Learning at home


                                                                                     Photo by Sherry Heavin
Sherry Heavin is again enjoying having chickens, 
these little ones are a couple of months old.
Steve and Sherry Heavin


By Sherry Heavin

As we begin another full week at home and the weather outside has changed from torrential rain to warm sunshine, I’d imagine that keeping kids studying inside will be quite the task for parents. That’s perfectly OK! I’m sure your wonderful schools have provided information for the students to work online with eLearning at their own level or provided you with packets of prepared materials to keep learning as an important part of their day.
As a child I learned many things from my grandparents, while I wandered through the fields picking flowers, feeding chickens, picking blackberries, and watching for turtles and snakes. I learned a lot at the heels of my Grandpa Kirb Widener as I followed him most every step he took. He would plow the garden with Ol’ Dan and I’d ride along on the back of the old horse as he plowed the plot. Even took an ol’ straw hat and made Dan wear it, as I recall. I’m quite sure he would’ve rather I be in the house with Grandma Pearl, but he didn’t say too much except “Sit still” “Hold on” and “Come on, Dan.”  My Poppie would hold the reins and plowing we’d go. He also had an old wooden cart he’d pull behind Dan when he needed to haul wood or something. I’d beg to ride along and sometimes he would let me go. Mercy that man had patience! My Grandma Pearl taught me to pluck a chicken, sew a seam, and cook. All those things made me the person I am today. So, your children will learn from you as well during these days, and one day they’ll have great memories of your time together. 
Last week I offered a schedule to keep the children on track and by now you’ve either learned that it works or you are pulling your hair out!  Either way, I hope some learning did occur.

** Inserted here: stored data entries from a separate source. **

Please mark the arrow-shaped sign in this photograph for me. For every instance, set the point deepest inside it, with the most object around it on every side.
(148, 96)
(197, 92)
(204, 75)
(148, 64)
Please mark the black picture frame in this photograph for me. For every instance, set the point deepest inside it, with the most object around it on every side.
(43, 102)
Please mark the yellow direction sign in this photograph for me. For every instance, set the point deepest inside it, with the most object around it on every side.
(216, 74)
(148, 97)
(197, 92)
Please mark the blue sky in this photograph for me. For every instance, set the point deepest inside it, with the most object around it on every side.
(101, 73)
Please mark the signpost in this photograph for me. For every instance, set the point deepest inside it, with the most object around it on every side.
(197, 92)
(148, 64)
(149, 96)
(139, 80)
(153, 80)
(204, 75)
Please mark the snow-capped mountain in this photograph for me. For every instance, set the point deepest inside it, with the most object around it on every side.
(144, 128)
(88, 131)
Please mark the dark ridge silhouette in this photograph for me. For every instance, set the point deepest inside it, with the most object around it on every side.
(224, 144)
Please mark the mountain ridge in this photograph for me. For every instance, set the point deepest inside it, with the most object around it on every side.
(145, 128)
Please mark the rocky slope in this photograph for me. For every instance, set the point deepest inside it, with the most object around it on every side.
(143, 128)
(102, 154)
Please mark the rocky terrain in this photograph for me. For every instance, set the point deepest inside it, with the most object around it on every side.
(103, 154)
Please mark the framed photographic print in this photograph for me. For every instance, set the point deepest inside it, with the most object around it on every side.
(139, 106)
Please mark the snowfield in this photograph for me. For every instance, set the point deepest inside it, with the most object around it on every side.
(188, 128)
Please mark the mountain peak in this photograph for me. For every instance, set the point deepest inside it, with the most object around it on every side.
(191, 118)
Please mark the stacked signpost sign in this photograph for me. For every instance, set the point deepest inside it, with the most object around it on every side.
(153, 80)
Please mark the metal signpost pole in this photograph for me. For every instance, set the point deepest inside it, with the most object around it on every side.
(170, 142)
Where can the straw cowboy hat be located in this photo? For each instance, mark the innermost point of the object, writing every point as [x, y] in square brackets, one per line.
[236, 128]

Today, I’d like to share a couple of online sites that I think will get those kiddos excited to learn.  Both are something that I think they might like and can learn something from while they are home.

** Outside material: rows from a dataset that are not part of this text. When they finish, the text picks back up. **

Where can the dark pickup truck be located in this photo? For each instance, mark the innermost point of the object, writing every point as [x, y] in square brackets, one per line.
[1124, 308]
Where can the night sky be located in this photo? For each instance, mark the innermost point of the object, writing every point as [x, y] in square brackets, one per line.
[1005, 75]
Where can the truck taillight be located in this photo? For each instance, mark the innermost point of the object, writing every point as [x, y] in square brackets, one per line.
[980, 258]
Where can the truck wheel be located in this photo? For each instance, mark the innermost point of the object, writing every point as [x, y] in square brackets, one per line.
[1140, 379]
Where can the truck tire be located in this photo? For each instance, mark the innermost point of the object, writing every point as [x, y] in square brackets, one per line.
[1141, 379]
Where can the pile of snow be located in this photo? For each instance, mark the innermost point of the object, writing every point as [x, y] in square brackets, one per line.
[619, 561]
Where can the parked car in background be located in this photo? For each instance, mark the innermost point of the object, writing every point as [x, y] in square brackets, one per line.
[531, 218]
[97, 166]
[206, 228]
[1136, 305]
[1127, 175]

First of all, who doesn’t like to go to the zoo? I am retired and these old knees barely carry me along, but I wouldn’t miss a trip to the zoo for anything. You can check out the Lincoln Children’s Zoo on You Tube or Facebook. Daily they post a live video about an animal at the zoo. This is a very informative lesson on zoo animals and the care they receive. Kids and adults of all ages will love this site.
Then, after you check out the zoo, younger students could write a story about the animal of the day, draw/color a picture of the animal, and practice zoo words. 

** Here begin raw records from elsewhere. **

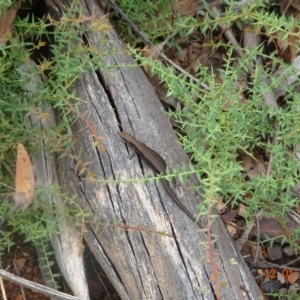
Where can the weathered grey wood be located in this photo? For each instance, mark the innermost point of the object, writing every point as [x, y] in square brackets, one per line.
[141, 265]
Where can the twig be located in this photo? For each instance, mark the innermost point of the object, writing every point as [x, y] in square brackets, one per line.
[147, 42]
[36, 286]
[3, 289]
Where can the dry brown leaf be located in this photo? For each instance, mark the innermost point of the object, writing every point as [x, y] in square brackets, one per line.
[6, 23]
[25, 182]
[231, 230]
[293, 277]
[249, 249]
[229, 216]
[254, 166]
[270, 228]
[20, 263]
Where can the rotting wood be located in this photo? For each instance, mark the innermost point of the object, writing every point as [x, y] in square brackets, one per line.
[141, 265]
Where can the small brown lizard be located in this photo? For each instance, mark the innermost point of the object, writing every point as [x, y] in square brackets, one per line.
[158, 165]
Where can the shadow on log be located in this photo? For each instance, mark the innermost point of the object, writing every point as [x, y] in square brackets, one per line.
[141, 264]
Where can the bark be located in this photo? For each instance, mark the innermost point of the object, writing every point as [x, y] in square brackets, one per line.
[142, 265]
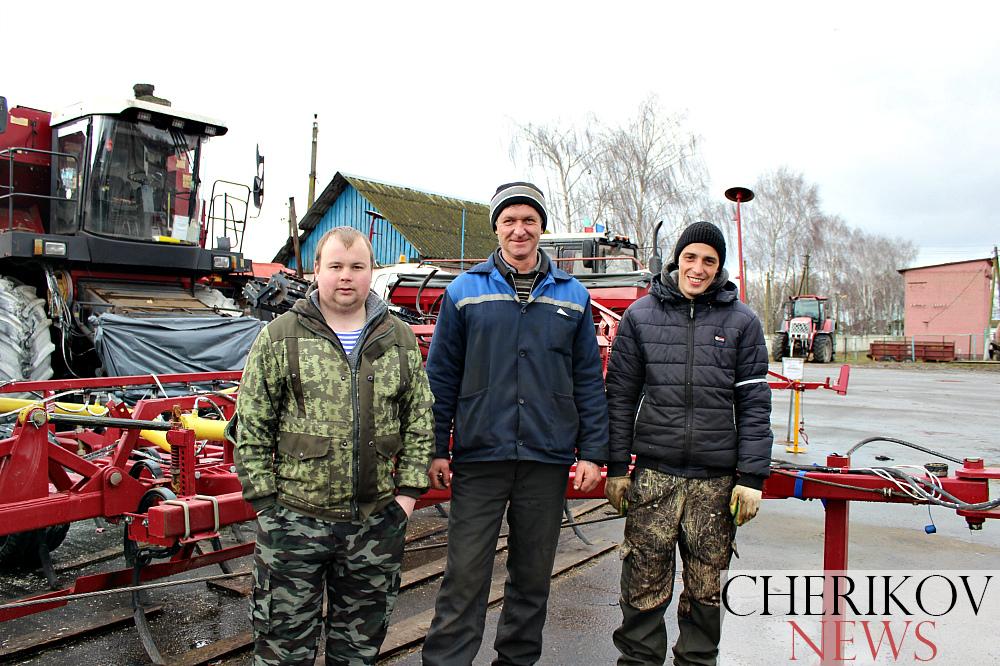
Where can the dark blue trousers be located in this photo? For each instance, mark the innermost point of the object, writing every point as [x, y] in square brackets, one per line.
[532, 494]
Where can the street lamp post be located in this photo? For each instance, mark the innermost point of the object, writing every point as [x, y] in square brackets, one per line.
[739, 195]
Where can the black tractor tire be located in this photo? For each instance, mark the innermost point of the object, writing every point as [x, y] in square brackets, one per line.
[779, 347]
[822, 349]
[20, 550]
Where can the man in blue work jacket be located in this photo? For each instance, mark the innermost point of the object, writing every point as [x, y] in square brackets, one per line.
[515, 371]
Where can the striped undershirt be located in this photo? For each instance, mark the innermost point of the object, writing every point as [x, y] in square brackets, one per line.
[349, 339]
[523, 282]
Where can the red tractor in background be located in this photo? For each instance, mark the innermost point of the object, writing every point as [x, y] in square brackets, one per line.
[110, 262]
[806, 331]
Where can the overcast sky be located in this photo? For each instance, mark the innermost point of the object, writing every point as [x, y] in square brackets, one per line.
[891, 108]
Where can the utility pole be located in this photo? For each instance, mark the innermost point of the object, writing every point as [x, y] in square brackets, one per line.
[293, 232]
[768, 314]
[312, 171]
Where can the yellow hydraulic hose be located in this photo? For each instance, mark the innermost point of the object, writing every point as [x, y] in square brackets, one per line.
[211, 429]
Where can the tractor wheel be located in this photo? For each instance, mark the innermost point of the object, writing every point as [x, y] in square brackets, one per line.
[25, 342]
[21, 550]
[779, 347]
[822, 349]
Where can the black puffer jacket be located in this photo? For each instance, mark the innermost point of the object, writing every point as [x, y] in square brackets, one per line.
[687, 385]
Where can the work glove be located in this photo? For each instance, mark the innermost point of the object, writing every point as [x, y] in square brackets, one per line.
[743, 504]
[615, 488]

The next site I’d like to share is one that will be interesting to many of our rural students and parents as well. Virtual tours are so much fun!  This site proposes virtual tours of dairy farms at Dutch Hollow Farm in Schodack Landing, N.Y., Will-O-Crest Dairy in Clifton Springs, N.Y., and JoBo Holsteins in Gettysburg, Pa.  Here is the URL: www.rfdtv.com Virtual farm tours allow kids stuck inside to visit and learn about dairy farms. The learning here would be practical in nature and help children understand what it takes to make a glass of milk!
Enjoy this time with your children and make it a great memory for them! Look at their unique qualities and help them see what a blessing they are to our world!